Tran Viet Anh, vice president of the Ho Chi Minh City Business Association, is alarmed by the slowdown because Vietnam's exporters were operating at full capacity in the first half of this year. But since the third quarter, global inflation and weak consumption have quickly cut into the volume of imports and exports, and now Vietnam has to deal with large inventories.
But Viet Anh believes the downturn should only be a temporary situation and that Vietnam will enter a phase of increased production in 2023, similar to the recovery brought about by the COVID-19 pandemic, when production cuts led to shortages and then a surge in demand.
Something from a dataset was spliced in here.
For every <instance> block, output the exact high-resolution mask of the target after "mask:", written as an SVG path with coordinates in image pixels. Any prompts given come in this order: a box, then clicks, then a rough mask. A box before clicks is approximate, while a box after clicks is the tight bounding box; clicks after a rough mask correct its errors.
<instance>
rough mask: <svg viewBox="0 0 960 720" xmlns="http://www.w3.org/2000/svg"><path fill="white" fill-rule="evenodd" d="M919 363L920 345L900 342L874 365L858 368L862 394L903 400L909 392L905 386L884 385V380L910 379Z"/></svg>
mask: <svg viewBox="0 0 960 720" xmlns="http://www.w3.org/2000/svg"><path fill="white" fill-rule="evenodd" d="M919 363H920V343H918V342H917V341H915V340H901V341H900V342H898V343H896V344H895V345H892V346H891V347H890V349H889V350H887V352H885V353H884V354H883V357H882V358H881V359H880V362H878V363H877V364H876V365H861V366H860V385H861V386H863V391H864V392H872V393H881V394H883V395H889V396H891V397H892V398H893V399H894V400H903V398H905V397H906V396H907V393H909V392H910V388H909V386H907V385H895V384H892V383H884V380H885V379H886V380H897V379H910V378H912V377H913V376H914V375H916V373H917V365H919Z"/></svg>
In fact, since the beginning of this year, Vietnam's economy has resumed rapid growth. The GDP of the third quarter increased by 13.67% compared with the same period last year, which drove the GDP growth of the first three quarters of the year by 8.83%. IMF forecast the economic growth of the whole year at 7-7.5%. However, since the beginning of the fourth quarter, due to the continuous decrease in international market demand and the complicated and severe financial situation, IMF has predicted that Vietnam's economy will grow by 5.8% in 2023.
But no matter what happens next, Vietnam desperately needs a way out for its factories and laid-off workers.